Marine bacteria shows promise in tackling colorectal cancer

Photobacterium angustum has been found to be an effective vector for bacterial cancer immunotherapy in a preclinical study.

Researchers at the Japan Advanced Institute of Science and Technology (Ishikawa Prefecture) have completed initial bacterial immunotherapy studies using Photobacterium angustum (P. angustum). This bacterium, with antitumor properties, was tested in mouse models of colorectal cancer as an alternative to existing immunotherapies. This innovative study demonstrated the bacterium’s ability to selectively target tumor cells, offering hope for more effective cancer treatments.

While new cancer treatments are constantly being developed, many face significant challenges in not solely targeting the tumor cells, thereby running the risk of inducing toxicity to surrounding healthy tissues and vital organs. Immunotherapies have shown promising outcomes but are often hindered by high costs, adverse effects and limited efficacy in some cancer types. These limitations underscore the need for innovative, cost-effective and highly selective treatment options.

The use of bacteria as a vector for immunotherapy has been explored in relation to genetically engineered strains . The research team led by Eijiro Miyako screened multiple marine bacterial strains in colorectal mouse models to appraise their ability to directly kill tumor cells, whilst activating the immune system. The bacterial strains were not genetically modified and were cultured at room temperature, making the approach both practical and scalable.

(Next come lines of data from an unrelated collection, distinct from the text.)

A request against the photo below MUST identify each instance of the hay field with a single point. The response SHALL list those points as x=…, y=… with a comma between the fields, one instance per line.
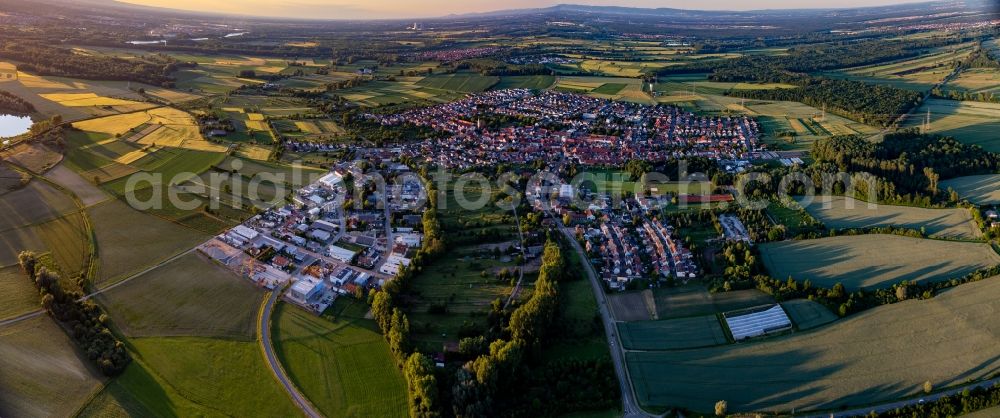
x=969, y=122
x=128, y=240
x=460, y=82
x=874, y=261
x=672, y=334
x=807, y=314
x=17, y=294
x=845, y=212
x=981, y=190
x=41, y=373
x=176, y=128
x=878, y=355
x=984, y=81
x=343, y=366
x=695, y=300
x=190, y=376
x=88, y=194
x=190, y=296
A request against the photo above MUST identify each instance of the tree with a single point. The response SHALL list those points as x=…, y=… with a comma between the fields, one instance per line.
x=720, y=408
x=382, y=310
x=421, y=386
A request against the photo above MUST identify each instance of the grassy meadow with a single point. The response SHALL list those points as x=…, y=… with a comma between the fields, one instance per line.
x=343, y=365
x=866, y=358
x=845, y=212
x=874, y=261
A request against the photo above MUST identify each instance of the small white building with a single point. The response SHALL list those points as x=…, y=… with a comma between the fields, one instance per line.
x=340, y=253
x=410, y=239
x=305, y=289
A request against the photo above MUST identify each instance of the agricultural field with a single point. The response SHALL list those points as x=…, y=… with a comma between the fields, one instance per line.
x=981, y=190
x=88, y=194
x=128, y=240
x=874, y=261
x=409, y=89
x=460, y=82
x=160, y=127
x=11, y=179
x=76, y=99
x=866, y=358
x=30, y=213
x=845, y=212
x=193, y=376
x=17, y=294
x=806, y=122
x=35, y=157
x=672, y=334
x=984, y=82
x=807, y=314
x=618, y=88
x=191, y=296
x=342, y=365
x=969, y=122
x=695, y=300
x=534, y=82
x=41, y=373
x=919, y=73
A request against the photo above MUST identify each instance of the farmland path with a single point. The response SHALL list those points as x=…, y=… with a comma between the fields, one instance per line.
x=264, y=327
x=520, y=278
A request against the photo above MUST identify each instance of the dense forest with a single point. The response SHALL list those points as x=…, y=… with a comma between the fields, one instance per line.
x=47, y=60
x=12, y=104
x=913, y=161
x=873, y=104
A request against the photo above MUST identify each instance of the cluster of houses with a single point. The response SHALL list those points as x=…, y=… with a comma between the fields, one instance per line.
x=554, y=126
x=632, y=246
x=311, y=246
x=456, y=54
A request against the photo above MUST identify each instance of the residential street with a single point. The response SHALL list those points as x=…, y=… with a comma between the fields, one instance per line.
x=630, y=407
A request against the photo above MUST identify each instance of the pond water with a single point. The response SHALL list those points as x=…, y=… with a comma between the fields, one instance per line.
x=11, y=125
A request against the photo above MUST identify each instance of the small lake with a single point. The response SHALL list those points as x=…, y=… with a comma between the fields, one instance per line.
x=11, y=125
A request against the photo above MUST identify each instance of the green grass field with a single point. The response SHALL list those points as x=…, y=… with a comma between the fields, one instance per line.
x=969, y=122
x=188, y=376
x=878, y=355
x=981, y=190
x=874, y=261
x=191, y=296
x=672, y=334
x=343, y=366
x=694, y=300
x=42, y=373
x=535, y=82
x=128, y=240
x=845, y=212
x=17, y=294
x=460, y=82
x=807, y=314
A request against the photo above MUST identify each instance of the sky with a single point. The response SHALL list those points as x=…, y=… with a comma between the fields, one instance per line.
x=374, y=9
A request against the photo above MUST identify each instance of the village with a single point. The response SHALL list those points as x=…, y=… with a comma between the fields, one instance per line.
x=519, y=126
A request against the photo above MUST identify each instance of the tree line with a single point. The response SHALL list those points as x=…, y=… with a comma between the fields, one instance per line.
x=745, y=270
x=83, y=320
x=873, y=104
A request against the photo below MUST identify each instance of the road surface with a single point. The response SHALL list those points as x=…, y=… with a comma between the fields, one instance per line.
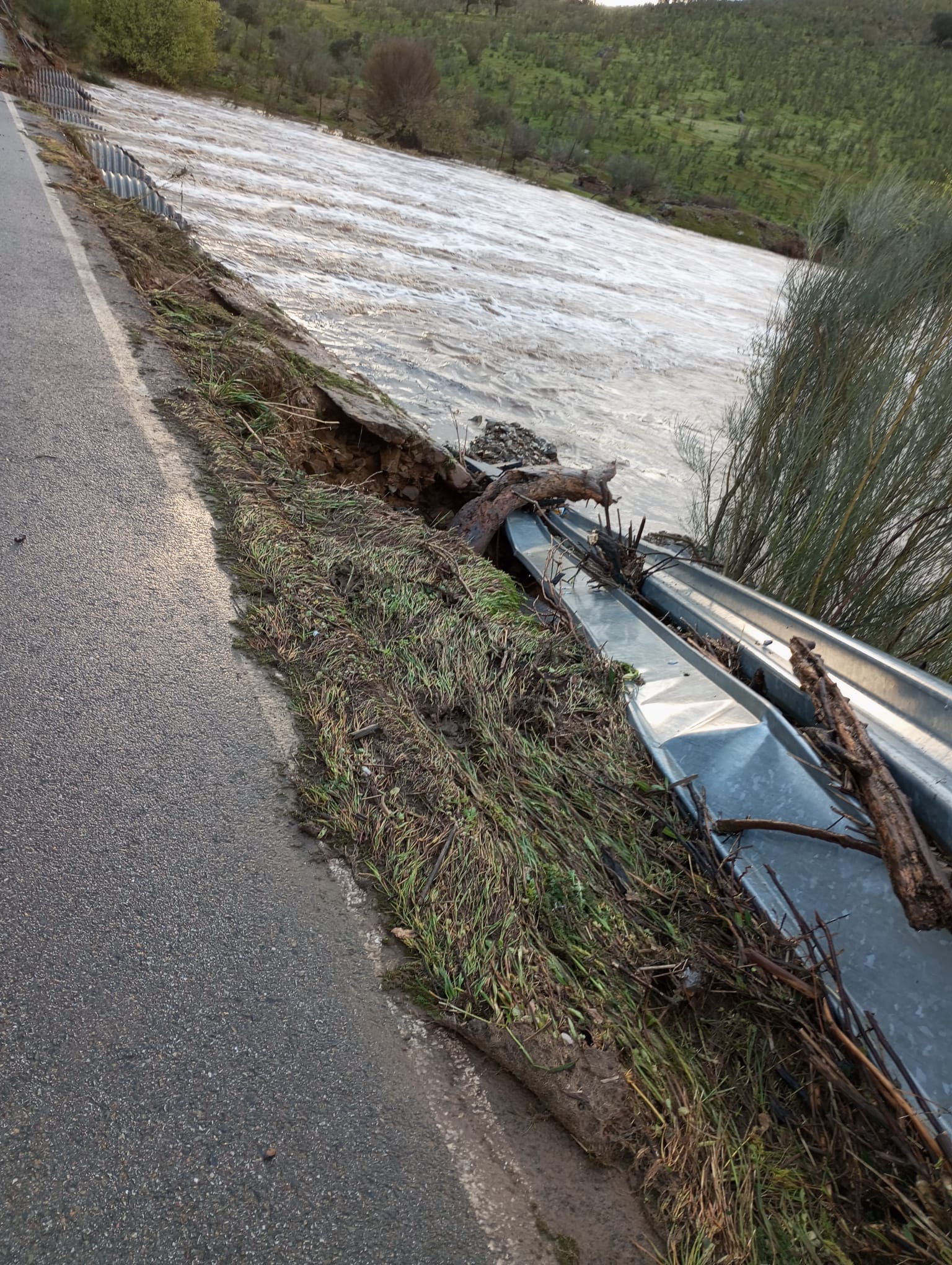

Out of the several strains analyzed, one stood out from the rest. P. angustum demonstrated outstanding tumor-inhibiting actions with high selectivity and little colony formation in healthy tissue and organs. Biocompatibility tests in the mice treated with P. angustum showed prolonged survival. It was determined that the potency was driven by direct tumor lysis and  strong immune system activation in the tumor via T cells, B cells, neutrophils and proinflammatory cytokines such as TNF-α and IFN-γ.

P. angustum also exhibited an excellent safety profile and a durable response, with all tumor-free mice completely rejecting secondary tumor growth when rechallenged with cancer cells 120 days after initial treatment. The team also noted that the bacterial strain showed antitumor effects in drug-resistant triple-negative breast cancer models, suggesting it may have wider applications.

The result of this research serves as proof-of-concept for bacterial immunotherapy for solid cancer therapy using non-engineered bacterial strains. More research can now be conducted on the mechanisms by which immune activation occurs and expand upon the cancer models tested. Additionally, researchers can now aim to assess the long-term immunological memory induced by P. angustum. With further development, the team hope that P. angustum could pave the way for a new therapeutic paradigm whereby biocompatible bacterial therapy that does not require on genetically modified organisms.